Mr. Jessie had been the bus driver for as long as I could remember. He lived just about two or three miles down the road from us, and he owned the syrup-making mill that we visited every fall to turn our sugar cane into sweet liquid gold. We sat quiet as church mice on the front seat of the bus, never really speaking, just smiling at all the big kids who boarded the bus at each stop. They took the liberty of patting us on the head while saying to each other how much we looked like little dolls. My mother had dressed us alike in two pretty, red-plaid dresses with white socks and red ribbons on our ponytails.
My big sisters and brothers were also on the bus with me. My parents had instructed them to take care of us, to make sure we got where we were supposed to go that day. They gave Bay the task of being our "agent" for the day. She was proud of her newfound responsibility, which was odd because she never took any pleasure in being in charge of us before. This day was different—it was as if Bay had a new prize to show off to her friends, two little dolls that looked just alike. Bay seemed to be very proud of her two little sisters. I could tell because she actually called us by our real names and not our nicknames—little knuckleheads.
Soon, Bay took us to our assigned classroom and introduced us to Mrs. Rimmer, who was our teacher for the next three years. Mrs. Rimmer was a petite, prim and proper kind of lady who was just a little taller than my sister and me. She immediately recognized that my twin sister and I were too tall to fit into the little chairs in her classroom. She sent one of the boys to the fourth-grade classroom to ask Mrs. Funches for two large chairs. When the chairs arrived, she told Bill James Flanagan to place one of the chairs on each side of her desk and then she made a great announcement that my twin and I would be her helpers for the remainder of the year.
Soon, we saw Mrs. Rimmer elevated to the greatest woman on earth—at least in our little world. She was soft spoken, always smelled good and wore the most beautiful clothes that seemed to never get dirty, even though she was liberal with hugs and handshakes whenever she thought any of her students did a good job. If you didn't get a hug or handshake, she always told you that you did good along with an approving pat on your head or quick wink of her eye. Frequently, Mrs. Rimmer sent notes home to our parents telling them of our academic progress long before it was time for our report cards. Mrs. Rimmer had a special way of making you feel good, and sometimes she gave the privilege of taking names when she had to leave the room, or calling out spelling words when we took our practice tests.
Soon after we got settled into our classroom routine, Mrs. Rimmer introduced a little ceremony that would become a tradition that would have an impact on me not just for the next three years, but for the rest of my life. The tradition started every day with all of Mrs. Rimmer's students lining up across the front of the classroom with boys and girls mixed together in a straight line. First, Mrs. Rimmer asked that you step out from the line, and she called your name aloud like soldiers do during roll call. Then she said, "Go ahead tell the class how you look today."
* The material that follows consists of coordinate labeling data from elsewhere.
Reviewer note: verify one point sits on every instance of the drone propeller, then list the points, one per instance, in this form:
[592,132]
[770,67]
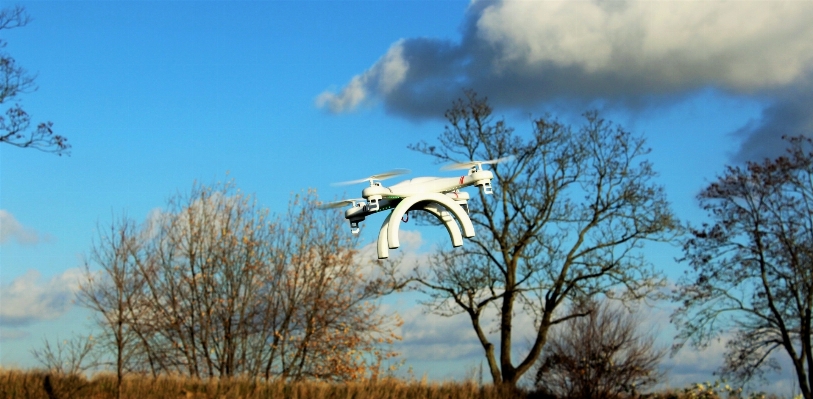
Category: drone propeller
[339,204]
[381,176]
[478,164]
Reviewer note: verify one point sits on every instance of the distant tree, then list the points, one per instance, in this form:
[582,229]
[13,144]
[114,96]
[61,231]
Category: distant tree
[567,219]
[751,273]
[213,286]
[603,355]
[15,125]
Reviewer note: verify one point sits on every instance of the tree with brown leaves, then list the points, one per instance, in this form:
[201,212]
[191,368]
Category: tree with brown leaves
[566,222]
[15,125]
[751,279]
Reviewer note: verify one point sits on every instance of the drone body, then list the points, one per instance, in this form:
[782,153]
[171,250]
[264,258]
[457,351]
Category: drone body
[440,196]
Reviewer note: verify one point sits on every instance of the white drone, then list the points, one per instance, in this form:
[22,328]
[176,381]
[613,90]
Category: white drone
[440,196]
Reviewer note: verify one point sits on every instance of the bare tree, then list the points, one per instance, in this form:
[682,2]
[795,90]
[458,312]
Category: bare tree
[15,126]
[751,273]
[214,286]
[114,292]
[568,217]
[603,355]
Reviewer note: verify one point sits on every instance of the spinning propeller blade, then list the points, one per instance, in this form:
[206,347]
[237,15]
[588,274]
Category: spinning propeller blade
[381,176]
[478,164]
[339,204]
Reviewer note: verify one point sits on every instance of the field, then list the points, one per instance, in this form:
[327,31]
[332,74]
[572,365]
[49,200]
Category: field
[17,384]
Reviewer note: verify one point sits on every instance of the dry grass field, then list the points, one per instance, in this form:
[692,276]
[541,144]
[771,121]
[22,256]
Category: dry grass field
[15,384]
[18,384]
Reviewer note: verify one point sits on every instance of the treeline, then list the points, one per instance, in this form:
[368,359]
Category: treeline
[214,286]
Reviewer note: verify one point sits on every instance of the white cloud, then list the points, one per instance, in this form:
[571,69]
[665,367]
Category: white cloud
[634,54]
[27,299]
[386,75]
[741,45]
[11,229]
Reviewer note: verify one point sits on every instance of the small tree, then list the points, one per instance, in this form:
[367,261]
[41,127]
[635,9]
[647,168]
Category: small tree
[567,219]
[751,274]
[602,355]
[214,286]
[15,126]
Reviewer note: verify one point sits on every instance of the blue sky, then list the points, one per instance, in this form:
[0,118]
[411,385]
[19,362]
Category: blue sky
[286,95]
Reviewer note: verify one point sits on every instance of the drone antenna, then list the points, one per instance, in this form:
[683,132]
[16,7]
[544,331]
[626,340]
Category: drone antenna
[477,165]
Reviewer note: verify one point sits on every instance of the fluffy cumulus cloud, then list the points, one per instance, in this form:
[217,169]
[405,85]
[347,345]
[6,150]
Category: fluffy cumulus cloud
[524,53]
[13,230]
[28,299]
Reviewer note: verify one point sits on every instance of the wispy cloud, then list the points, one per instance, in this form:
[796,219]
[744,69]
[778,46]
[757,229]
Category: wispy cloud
[13,230]
[28,299]
[630,53]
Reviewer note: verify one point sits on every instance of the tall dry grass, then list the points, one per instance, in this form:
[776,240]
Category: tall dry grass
[16,384]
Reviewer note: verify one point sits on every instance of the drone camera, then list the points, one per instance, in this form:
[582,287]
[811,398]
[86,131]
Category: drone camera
[486,187]
[372,203]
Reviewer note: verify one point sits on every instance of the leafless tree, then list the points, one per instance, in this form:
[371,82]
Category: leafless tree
[568,217]
[214,286]
[15,126]
[751,273]
[603,355]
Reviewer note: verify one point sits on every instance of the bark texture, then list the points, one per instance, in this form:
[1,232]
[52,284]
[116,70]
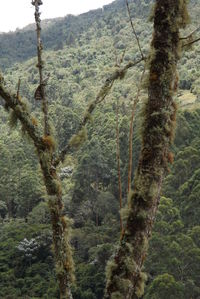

Standing straight and tall with our hands stretched out and a big smile on our faces, we started at our shoes saying, "My shoes are clean, my socks are clean, my dress is clean, my face is clean, my teeth are clean, my hair is clean and my hands are clean." Then she would gesture for us to spin around while saying, "I think I look alright this morning." This simple game ensured that everyone in the class paid extra attention to their daily appearance. Mrs. Rimmer believed that "cleanliness was next to godliness."
Being raised in a rural community, hygiene and personal appearance weren't always a priority for many of my fellow classmates. Mrs. Rimmer's little game proved to be a great way to get everyone in our class to have a lifelong appreciation for good hygiene practices. It also made us want to impress our teacher and to seek her approval while doing something that would prove to be helpful throughout our lives. It gave us a sense of pride and accomplishment along with a healthy respect for our teacher that spilled over into our classwork and behavior, at school and at home.
For the next three years, Mrs. Rimmer earned my respect but, most of all, she taught me to look forward to each new day with great expectations.